Existe aversão aos cegos pela mesma razão de que existe a maioria dos
prejulgamentos: a falta de conhecimento. A ignorância é um potente
gerador de temor.
E o medo se converte facilmente em agressão e desprezo. Quem nunca
passou mais de cinco minutos com uma pessoa cega poderia ser perdoado
por crer - como a mulher que conheci na festa - que há um abismo
intransponível entre nós e eles.
Para a maioria das pessoas a vista é a principal forma pela qual
interpretamos o mundo. Como podemos sequer começar a pensar em uma
conexão significativa com uma pessoa que não pode ver? Antes de começar
a viver e trabalhar entre a gente cega, eu também me perguntei isso.

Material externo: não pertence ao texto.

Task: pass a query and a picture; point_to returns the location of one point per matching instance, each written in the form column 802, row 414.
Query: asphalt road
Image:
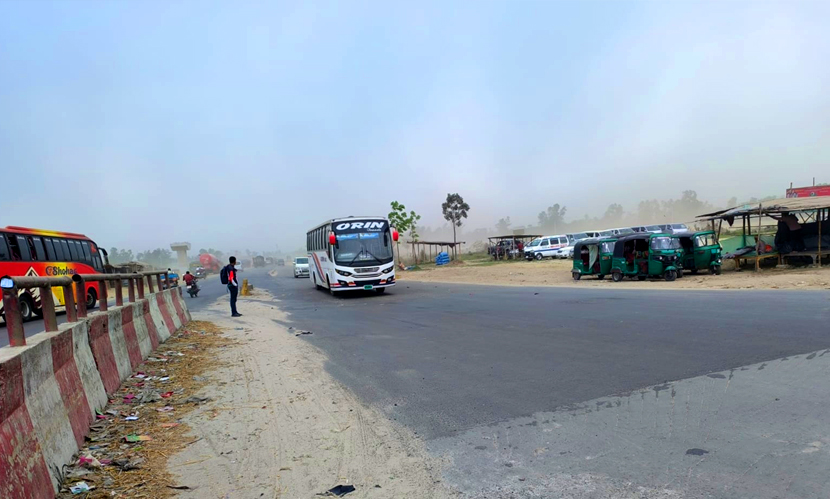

Cada vez que via uma pessoa cega na rua ficava olhando, paralizado, com
esperança, de um mal-estar vago e visceral, que não ia a ter que me
comprometer com ele. Em 1930, em seu livro, "O Mundo dos Cegos", Pierre
Villey, um professor francês cego de literatura, resumiu o carnaval
aterrorizante dos prejulgamentos e superstições sobre os cegos que se
transmite através dos séculos. "A pessoa vidente julga os cegos, não
pelo que são, mas pelo temor que a cegueira inspira... A revolta de sua
sensibilidade encarando "a mais atroz das enfermidades, enche uma pessoa
vidente com prejulgamentos e dá lugar a milhares de lendas". A autora
cega Georgina Kleege, conferencista da Universidade da Califórnia em
Berkeley, mais concisamente escreveu:
"Os cegos são, ou sobrenaturais, ou sub-humanos, esquisitos ou animais."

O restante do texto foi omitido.